Intention der Beruflichen Bildung
Bildungsauftrag
Die Schule hat eine Grund- und Fachbildung zum Ziel und erweitert die vorher erworbene allgemeine Bildung. Damit soll sie „zur Erfüllung der Aufgaben im Beruf sowie zur Mitgestaltung der Arbeitswelt und Gesellschaft in sozialer und ökologischer Verantwortung befähigen“ (KMK Rahmenlehrpläne).
Didaktische Grundsätze
„Die Zielsetzung der Berufsausbildung erfordert es, den Unterricht an einer, auf die Aufgaben der Berufsschule zugeschnittenen Pädagogik auszurichten, die Handlungsorientierung betont und junge Menschen zu selbstständigem Planen, Durchführen und Beurteilen von Arbeitsaufgaben im Rahmen ihrer Berufstätigkeit befähigt“ (vgl. KMK Rahmenlehrpläne).
Kurz:
- Berufsbezogen
- Orientiert an der beruflichen Handlung
- Kompetenzorientiert
Zieldimensionen beruflicher Bildung
Der Begriff Kompetenz und der Kontext, in dem er Verwendung findet, bleibt weiterhin bemerkenswert diffus – wozu nicht zuletzt die übermäßige Verwendung des Suffixes “-kompetenz“ beiträgt. Der Kompetenzbegriff wird in der Lehrer:innenbildung durchaus unterschiedlich interpretiert und ausgelegt, was zu spezifischen Definitionen des Begriffes führt. Breiten Konsens findet die Definition von Weinert (vgl. 2001, S. 17-31), die sich leicht abgewandelt auch die Berufliche Bildung zu eigen gemacht hat und in diesem Sinne im Weiteren verwendet wird.

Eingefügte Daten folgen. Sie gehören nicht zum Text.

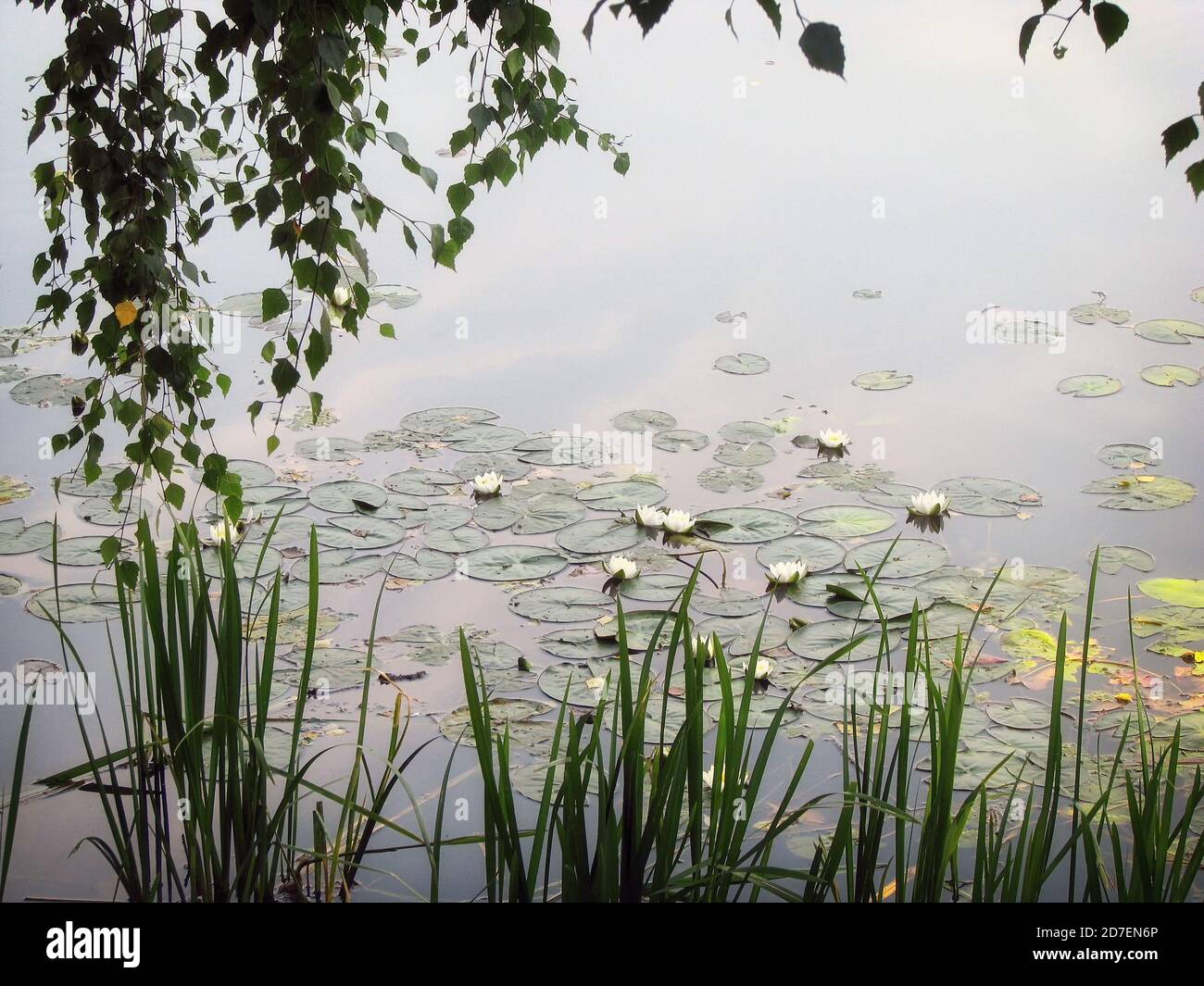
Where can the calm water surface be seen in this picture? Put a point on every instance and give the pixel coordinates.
(583, 293)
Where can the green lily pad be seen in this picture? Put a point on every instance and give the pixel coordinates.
(621, 495)
(561, 605)
(719, 480)
(1123, 456)
(743, 364)
(445, 421)
(13, 489)
(1115, 556)
(883, 380)
(603, 536)
(512, 562)
(457, 541)
(76, 604)
(330, 449)
(1142, 493)
(357, 531)
(338, 565)
(737, 636)
(746, 432)
(746, 525)
(743, 456)
(678, 440)
(347, 496)
(1188, 593)
(645, 420)
(817, 553)
(1088, 385)
(898, 559)
(484, 438)
(505, 464)
(578, 644)
(48, 390)
(1169, 373)
(16, 538)
(846, 520)
(1172, 330)
(418, 481)
(987, 496)
(425, 565)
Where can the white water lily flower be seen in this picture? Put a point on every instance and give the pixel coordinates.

Als beruflich kompetent gilt, wer über Wissen (explizit und implizit), Fertigkeiten (kognitive wie motorische) und individuelle wie soziale Fähigkeiten bzw. Dispositionen (anthropologisch und sozio-kulturell) verfügt, die in variablen Situationen berufsbezogen, wertekonform angewandt werden können.

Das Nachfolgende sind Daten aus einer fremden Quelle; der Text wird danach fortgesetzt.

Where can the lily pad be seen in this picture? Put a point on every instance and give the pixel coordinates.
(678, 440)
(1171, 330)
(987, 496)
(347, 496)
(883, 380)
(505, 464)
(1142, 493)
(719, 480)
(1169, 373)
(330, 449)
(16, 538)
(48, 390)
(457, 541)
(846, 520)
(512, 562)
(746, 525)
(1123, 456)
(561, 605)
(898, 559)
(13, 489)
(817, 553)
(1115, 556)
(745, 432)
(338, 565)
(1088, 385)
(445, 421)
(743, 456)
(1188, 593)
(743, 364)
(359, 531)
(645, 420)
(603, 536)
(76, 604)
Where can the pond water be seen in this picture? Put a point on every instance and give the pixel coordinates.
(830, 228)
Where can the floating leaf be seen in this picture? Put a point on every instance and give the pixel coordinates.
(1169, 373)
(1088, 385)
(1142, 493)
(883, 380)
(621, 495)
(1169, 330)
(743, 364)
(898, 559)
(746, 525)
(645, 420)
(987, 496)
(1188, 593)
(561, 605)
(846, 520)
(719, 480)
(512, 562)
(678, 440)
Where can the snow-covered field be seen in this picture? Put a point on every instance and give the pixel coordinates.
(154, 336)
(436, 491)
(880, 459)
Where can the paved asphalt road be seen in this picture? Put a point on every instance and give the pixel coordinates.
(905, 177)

Kompetenz setzt sich demzufolge aus drei Dimensionen – Wissen, Fertigkeiten und Fähigkeiten (kurz: Wissen, Können, Wollen) – zusammen, die einander bedingen und deren komplexes Zusammenwirken eine Kompetenzbestimmung bzw. deren Taxonomierung diffizil gestaltet.

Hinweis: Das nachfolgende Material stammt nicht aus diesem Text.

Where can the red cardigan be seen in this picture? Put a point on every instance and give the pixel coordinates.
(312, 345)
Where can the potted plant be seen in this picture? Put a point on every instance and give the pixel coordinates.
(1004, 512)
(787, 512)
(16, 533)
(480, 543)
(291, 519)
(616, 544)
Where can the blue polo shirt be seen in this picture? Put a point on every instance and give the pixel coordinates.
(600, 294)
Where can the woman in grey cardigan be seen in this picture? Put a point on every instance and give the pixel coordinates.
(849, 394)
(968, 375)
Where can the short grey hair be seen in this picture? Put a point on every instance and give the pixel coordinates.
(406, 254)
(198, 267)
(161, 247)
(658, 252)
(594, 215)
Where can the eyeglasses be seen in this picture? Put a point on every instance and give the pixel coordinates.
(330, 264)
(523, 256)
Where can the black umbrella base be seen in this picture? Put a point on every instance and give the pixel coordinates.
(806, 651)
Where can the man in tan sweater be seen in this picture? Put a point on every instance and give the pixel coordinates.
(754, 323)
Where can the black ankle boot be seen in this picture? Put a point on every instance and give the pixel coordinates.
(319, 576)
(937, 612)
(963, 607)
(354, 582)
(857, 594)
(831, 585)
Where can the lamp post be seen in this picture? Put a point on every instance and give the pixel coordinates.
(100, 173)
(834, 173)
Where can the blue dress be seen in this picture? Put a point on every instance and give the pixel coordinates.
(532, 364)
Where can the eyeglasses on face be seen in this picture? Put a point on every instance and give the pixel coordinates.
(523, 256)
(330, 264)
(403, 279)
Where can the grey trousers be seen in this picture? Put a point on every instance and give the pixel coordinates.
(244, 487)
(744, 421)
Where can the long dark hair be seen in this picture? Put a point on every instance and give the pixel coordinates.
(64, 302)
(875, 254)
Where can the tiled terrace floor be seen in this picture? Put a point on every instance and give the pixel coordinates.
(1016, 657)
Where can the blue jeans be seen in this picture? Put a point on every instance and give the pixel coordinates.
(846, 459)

Die Definition von Bader und Müller (2002), die ebenfalls häufig in der Literatur zu finden ist, zielt in die gleiche Richtung: „Handlungskompetenz ist die Fähigkeit und Bereitschaft des Menschen, in beruflichen, privaten und gesellschaftlichen Situationen sach- und fachgerecht, persönlich durchdacht und in gesellschaftlicher Verantwortung zu handeln“.
Kompetenzen können nur erworben, nicht „vermittelt“ werden. Sie sind subjektbezogen. Die Entwicklung von Handlungskompetenz ist als ein lebenslanger Prozess zu begreifen, den Berufsbildung in einer bestimmten Phase zu strukturieren und zu unterstützen hat.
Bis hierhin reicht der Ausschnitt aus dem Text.